In the Nigerian context, it was in 2011 when the administration of President Goodluck Jonathan ‘introduced females into the Nigeria Defence Academy to train as combatants, for the first time, it was to give equal opportunities to all men and women of the armed forces and encourage highly driven female officers.’ Six years later, Flying Officer Tolulope Arotile became the Nigeria’s first female combat helicopter pilot when he was commissioned into the Nigerian Air Force as a Pilot Officer on 16 September 2017. Tolulope, a pioneer in her military chosen career in Nigeria like the American Army’s first female military helicopter pilot, Colonel Sally D Woolfolk Murphy, laid a good foundation worthy of celebration. Sally Woolfolk received her wings to fly UK-1 Huey helicopters on June 4, 1974 after she graduated from flight school at Fort McClellan, Alabama. Like Sally.

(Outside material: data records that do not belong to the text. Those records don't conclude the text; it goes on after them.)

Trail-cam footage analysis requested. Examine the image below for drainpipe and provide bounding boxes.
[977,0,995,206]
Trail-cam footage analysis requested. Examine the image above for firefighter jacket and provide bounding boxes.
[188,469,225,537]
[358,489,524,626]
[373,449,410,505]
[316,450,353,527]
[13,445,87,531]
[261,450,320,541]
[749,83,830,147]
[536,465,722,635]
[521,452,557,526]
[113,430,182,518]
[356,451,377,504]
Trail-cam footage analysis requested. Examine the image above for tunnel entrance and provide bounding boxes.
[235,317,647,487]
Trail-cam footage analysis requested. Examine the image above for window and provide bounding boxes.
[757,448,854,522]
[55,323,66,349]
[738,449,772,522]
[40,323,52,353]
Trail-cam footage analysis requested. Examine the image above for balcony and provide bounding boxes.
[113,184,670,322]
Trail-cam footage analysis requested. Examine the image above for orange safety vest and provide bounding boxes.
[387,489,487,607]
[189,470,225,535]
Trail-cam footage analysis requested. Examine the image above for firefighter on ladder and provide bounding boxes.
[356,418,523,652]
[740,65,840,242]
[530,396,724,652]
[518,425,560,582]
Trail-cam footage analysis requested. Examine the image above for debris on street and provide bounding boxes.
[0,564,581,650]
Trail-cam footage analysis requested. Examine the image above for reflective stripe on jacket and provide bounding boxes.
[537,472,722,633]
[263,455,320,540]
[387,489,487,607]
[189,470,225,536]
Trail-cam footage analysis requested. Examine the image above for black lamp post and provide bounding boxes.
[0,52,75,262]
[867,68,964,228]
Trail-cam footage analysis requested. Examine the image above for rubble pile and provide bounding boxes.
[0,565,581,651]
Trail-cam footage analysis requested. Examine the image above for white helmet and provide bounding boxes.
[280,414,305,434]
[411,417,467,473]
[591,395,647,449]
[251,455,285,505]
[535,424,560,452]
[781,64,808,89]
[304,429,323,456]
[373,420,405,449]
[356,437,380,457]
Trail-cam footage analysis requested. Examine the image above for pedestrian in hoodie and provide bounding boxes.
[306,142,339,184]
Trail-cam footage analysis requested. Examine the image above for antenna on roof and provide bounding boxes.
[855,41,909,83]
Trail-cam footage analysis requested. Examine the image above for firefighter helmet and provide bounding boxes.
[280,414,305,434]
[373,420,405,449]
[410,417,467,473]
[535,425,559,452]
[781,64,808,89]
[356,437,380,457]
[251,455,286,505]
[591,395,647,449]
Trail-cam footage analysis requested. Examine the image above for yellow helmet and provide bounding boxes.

Tolulope excelled in her military chosen career, irrespective of her gender and this position her as a model for the Nigerian youths. I belief Tolu read about Sally who entered the Army in January 1973, a month after receiving a master’s degree in history from Kansas State College of Pittsburg, Kan. She attended an 11-week orientation course for women officers at Fort McClellan, Alabama and then went to Fort Huachuca, Ariz., for the Military Intelligence Officer Basic Course. Meanwhile, the Army opened its flight training program to women. She applied and was accepted.’

Tolu excelled like Joanna Mary Salter, the Britain’s first female fast jet pilot flying the Panavia Tornado ground attack with 617 Squadron. Just as Joanna went on to train as a pilot at a young age after the British government announced that women would be allowed to fly Jet aircraft in 1992 and later became Britain’s first RAF female flight instructor, Tolulope at a young age

joined the Nigerian ‘military simply out of passion for it.’ For Tolulope, ‘being a military personnel has been a long time ambition, the carriage and what it stands for are simply exceptional.’ Tolulope, a military heroine made positive impact through her military actions. She dedicated her time, energy and enthusiasm to promote peace in Nigeria and inspires people around her.

Sir Folorunso Ogunjuyigbe, a former Methodist Lay President, Diocese of Ilesa, described the death of Tolulope as a rude shock. According to Barrister Ogunjuyigbe who lived in Kaduna for many years, ‘Tolu was a good girl in the Sunday School at the Wesley Methodist Cathedral, Kaduna. It was a sad news to all of us who knew her birth, her academic developments and her brilliant performance both at the Nigerian Defence Academy and Air Force Training School in South Africa.’

The words of Mary Frye invites us not to stand at Tolulope’s grave and weep. Tolulope lived an exemplary life and a model for her generation and generation yet unborn. Tolulope’s soul is free but she did not die because her legacy and exemplary example lives us. Tolulope never say goodbye because her heart is with us. To the living, Tolulope is gone. To the sorrowful, Tolulope will never return. To the angry, especially through the way he was killed, Tolulope was cheated. To the happy, Tolulope is at peace resting in the bosom of her Saviour, Jesus Christ. To the faithful, Tolulope have never left. She lives on. Because Tolulope lives on, her abiding heart with us and her impactful legacy summons Nigeria youths to arise and bring the best within us for the development of our nation.

Please remember Tolulope’s parents, siblings, families and the Nigerian Air Force in prayer.